En América Latina la palabra amor es insustituible, se usa en temas religiosos, amor a Dios, o en sociedad, amor a la Patria, a los hijos, etc. Ello provoca sentimientos que parecen equivalentes, el amor a la familia es parte del amor al país o a los parientes más lejanos. Nadie pensaría en sexo cuando tratara de caracterizar la importancia que tiene el lugar donde vive, o las fiestas patrias, o el país o la nación.
Convendría usar palabras distintas, lo cual es algo que sólo pasaría al cambiar las formas de vida. La publicidad se ocupa de guiar los gustos de las personas pero su efecto dura según se equilibre en el mercado: cuando el hábito establecido por un producto ya no requiere campañas de reforzamiento intensivas, deja de ser novedad. Y cuando eso no ocurre el producto va desapareciendo de las preferencias de los clientes. Permanecen marcas que en los anaqueles de las tiendas. Ya no pensamos por qué llevar una marca y no otra, aunque sabemos que se debe a órdenes sutiles, “llévalo, no hay mejor”. Como sea, las marcas que van bien hacen cambios, ofrecen algo mejor, compran marcas competidoras, tratan de abarcar todo. Y no sabemos qué sigue.

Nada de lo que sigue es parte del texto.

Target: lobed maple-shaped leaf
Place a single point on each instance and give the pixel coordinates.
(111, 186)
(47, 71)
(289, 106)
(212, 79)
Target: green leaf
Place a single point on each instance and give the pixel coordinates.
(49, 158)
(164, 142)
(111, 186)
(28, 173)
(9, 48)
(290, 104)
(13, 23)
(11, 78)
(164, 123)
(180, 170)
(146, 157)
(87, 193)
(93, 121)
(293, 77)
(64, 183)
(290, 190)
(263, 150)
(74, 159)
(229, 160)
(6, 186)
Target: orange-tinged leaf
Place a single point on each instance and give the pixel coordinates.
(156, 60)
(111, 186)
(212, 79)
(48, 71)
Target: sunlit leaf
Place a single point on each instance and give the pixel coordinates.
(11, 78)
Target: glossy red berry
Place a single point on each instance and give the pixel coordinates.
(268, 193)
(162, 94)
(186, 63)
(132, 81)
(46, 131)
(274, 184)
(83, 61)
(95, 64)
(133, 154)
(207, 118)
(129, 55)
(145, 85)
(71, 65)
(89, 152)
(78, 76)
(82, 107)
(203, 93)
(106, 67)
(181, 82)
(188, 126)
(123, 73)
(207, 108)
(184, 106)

Las celebraciones cívicas pasan por periodos diversos. En las escuelas de educación inicial son constantes. En la vida pública siguen un calendario: el día de la independencia, el día de la bandera, el día de algún político más o menos aceptable.
El amor por la patria no es lo mismo que el nacionalismo. Las fronteras contribuyen a que creamos que el lado donde vivimos es diferente al lado de nuestro vecino. En la época hispánica los territorios eran vastísimos, fueron llamados Nueva España, que tuvo capitanías, como la de Guatemala, que abarcó lo que hoy son Chiapas, Guatemala, San Salvador, Comayagua u Honduras, Nicaragua y Costa Rica. Y en el siglo XX prosperó la designación de “matria”.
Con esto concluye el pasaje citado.